Adapted from https://github.com/awslabs/amazon-sagemaker-examples/blob/master/advanced_functionality/scikit_bring_your_own/scikit_bring_your_own.ipynb

This shows how to use a h2o3-automl docker container and deploy it onto Amazon Sagemaker

In [None]:
# Basic set up
import boto3
import re

import os
import numpy as np
import pandas as pd

from sagemaker import get_execution_role

role = get_execution_role()

In [None]:
import sagemaker as sage
from time import gmtime, strftime

sess = sage.Session()

In [None]:
account = sess.boto_session.client('sts').get_caller_identity()['Account']
region = sess.boto_session.region_name

#Note - make sure to include the Docker image tag (eg, :latest), since there seem to 
# be some issues with deploying a model if you don't include the tag. 
image = '{}.dkr.ecr.{}.amazonaws.com/h2o-automl:latest'.format(account, region)

automl = sage.estimator.Estimator(image, 
                                 role, 1, 
                                 'ml.c4.2xlarge',
                                 output_path='s3://{}/output'.format(sess.default_bucket()),
                                 sagemaker_session=sess)
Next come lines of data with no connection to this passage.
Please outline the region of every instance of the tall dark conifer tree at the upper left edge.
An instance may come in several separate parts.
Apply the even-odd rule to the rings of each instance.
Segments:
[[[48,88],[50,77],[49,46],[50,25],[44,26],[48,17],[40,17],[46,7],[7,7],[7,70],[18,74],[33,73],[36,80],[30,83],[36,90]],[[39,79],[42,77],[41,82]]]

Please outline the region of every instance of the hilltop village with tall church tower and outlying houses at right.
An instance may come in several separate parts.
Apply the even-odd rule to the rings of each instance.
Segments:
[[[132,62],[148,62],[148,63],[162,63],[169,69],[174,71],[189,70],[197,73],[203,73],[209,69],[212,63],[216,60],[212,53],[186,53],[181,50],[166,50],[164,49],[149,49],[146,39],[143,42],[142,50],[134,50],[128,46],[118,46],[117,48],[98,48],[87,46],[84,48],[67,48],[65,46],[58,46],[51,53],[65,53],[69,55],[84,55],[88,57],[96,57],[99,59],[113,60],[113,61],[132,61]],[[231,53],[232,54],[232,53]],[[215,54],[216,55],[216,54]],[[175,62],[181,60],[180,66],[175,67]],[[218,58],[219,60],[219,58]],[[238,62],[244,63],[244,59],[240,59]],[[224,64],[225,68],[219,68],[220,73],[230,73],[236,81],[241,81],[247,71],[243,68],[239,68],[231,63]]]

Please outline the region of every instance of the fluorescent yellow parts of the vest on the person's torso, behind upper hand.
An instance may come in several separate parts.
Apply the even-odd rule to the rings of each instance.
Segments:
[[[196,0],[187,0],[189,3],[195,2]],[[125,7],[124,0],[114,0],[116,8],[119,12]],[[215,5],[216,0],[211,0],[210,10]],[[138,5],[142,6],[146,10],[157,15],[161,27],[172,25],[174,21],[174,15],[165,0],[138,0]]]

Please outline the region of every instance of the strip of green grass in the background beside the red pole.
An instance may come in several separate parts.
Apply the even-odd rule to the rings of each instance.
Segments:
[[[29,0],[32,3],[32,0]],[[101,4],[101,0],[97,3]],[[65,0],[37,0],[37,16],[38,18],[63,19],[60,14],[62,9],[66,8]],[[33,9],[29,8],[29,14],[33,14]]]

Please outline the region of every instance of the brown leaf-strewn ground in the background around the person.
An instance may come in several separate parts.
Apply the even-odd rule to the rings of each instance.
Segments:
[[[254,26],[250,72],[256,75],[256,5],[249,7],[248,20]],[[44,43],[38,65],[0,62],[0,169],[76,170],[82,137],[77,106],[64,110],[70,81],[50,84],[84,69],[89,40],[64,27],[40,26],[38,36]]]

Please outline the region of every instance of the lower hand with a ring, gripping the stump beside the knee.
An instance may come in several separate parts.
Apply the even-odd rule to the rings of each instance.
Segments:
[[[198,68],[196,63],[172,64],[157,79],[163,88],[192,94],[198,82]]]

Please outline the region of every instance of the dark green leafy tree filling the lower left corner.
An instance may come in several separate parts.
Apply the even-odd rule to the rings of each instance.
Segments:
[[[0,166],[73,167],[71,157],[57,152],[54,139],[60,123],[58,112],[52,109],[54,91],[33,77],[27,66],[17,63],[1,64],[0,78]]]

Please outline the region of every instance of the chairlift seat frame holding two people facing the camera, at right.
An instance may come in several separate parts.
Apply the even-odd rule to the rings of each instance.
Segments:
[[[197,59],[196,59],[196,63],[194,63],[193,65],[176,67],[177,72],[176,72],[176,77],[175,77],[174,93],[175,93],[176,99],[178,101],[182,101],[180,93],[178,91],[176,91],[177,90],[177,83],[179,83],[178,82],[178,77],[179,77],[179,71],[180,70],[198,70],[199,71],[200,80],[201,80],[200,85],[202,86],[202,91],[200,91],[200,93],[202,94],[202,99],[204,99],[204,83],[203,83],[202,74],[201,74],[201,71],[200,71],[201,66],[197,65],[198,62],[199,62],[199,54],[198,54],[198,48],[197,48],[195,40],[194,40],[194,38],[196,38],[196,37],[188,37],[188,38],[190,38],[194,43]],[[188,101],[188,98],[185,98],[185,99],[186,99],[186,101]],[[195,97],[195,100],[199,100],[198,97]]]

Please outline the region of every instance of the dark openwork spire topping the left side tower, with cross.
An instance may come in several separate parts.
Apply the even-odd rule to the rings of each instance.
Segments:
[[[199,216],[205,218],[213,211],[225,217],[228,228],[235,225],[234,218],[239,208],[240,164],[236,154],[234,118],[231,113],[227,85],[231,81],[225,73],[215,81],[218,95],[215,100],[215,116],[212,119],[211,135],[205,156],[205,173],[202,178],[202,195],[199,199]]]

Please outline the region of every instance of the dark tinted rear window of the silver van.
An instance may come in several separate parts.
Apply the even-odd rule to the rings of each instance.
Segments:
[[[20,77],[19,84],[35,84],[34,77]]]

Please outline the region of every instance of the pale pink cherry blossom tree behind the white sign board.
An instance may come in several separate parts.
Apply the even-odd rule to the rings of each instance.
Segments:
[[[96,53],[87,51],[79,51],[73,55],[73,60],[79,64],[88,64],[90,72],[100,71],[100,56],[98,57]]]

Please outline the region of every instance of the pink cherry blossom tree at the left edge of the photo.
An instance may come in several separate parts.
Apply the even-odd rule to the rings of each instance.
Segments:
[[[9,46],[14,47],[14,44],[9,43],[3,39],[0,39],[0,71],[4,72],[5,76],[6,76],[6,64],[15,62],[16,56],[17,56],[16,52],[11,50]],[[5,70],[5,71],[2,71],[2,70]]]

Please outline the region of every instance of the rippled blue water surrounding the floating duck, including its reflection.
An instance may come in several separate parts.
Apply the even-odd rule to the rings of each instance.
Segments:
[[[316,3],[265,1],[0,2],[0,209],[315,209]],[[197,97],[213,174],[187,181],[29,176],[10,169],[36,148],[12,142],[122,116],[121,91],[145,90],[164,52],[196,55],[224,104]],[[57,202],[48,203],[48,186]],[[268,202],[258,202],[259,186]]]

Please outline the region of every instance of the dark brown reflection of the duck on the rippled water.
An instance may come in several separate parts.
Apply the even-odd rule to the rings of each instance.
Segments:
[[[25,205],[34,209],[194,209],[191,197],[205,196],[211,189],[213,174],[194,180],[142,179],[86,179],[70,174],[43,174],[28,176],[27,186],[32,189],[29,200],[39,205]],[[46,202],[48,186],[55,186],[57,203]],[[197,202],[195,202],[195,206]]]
# The current Docker image needs both training and testing data, 
# so they're specified in two different channels. It's assumed 
# that the user has already uploaded the required data into a couple of
# different directories, and this dictionary just specifies where the 
# training and testing data are, respectively. 
data_location = {'training':'s3://sagemaker-test-bucket-2018/h2o-automl-test-train/training',
                 'testing':'s3://sagemaker-test-bucket-2018/h2o-automl-test-train/testing'} 


In [None]:
# Run AutoML. This can take a little while, and you will likely want to make
# sure that the cell runs entirely before you try deploying a predictor - 
# especially because you will have partial output even during a run
automl.fit(data_location)

In [None]:
# Deplying an actual predictor, so that we can make predictions on test data here
from sagemaker.predictor import csv_serializer
predictor = automl.deploy(1, 'ml.m4.xlarge', serializer=csv_serializer)

In [None]:
# This is just a simple way to try out a prediction on a particular set of data
# The output's currently in the form of a prediction and the class probabilities for each of the classes

sample_data = np.asarray([['age', ' workclass', ' fnlwgt', ' education', ' education-num', ' marital-status', ' occupation', ' relationship', ' race', ' sex', ' capital-gain', ' capital-loss'], 
                          ['68', ' Self-emp-not-inc', ' 273088', ' Some-college', ' 10', ' Married-civ-spouse', ' Craft-repair', ' Husband', ' White', ' Male', ' 0', ' 0']])
print(predictor.predict(sample_data).decode('utf-8'))


In [None]:
# Cleaning up the endpoint, to avoid getting charged for it unnecessarily 

sess.delete_endpoint(predictor.endpoint)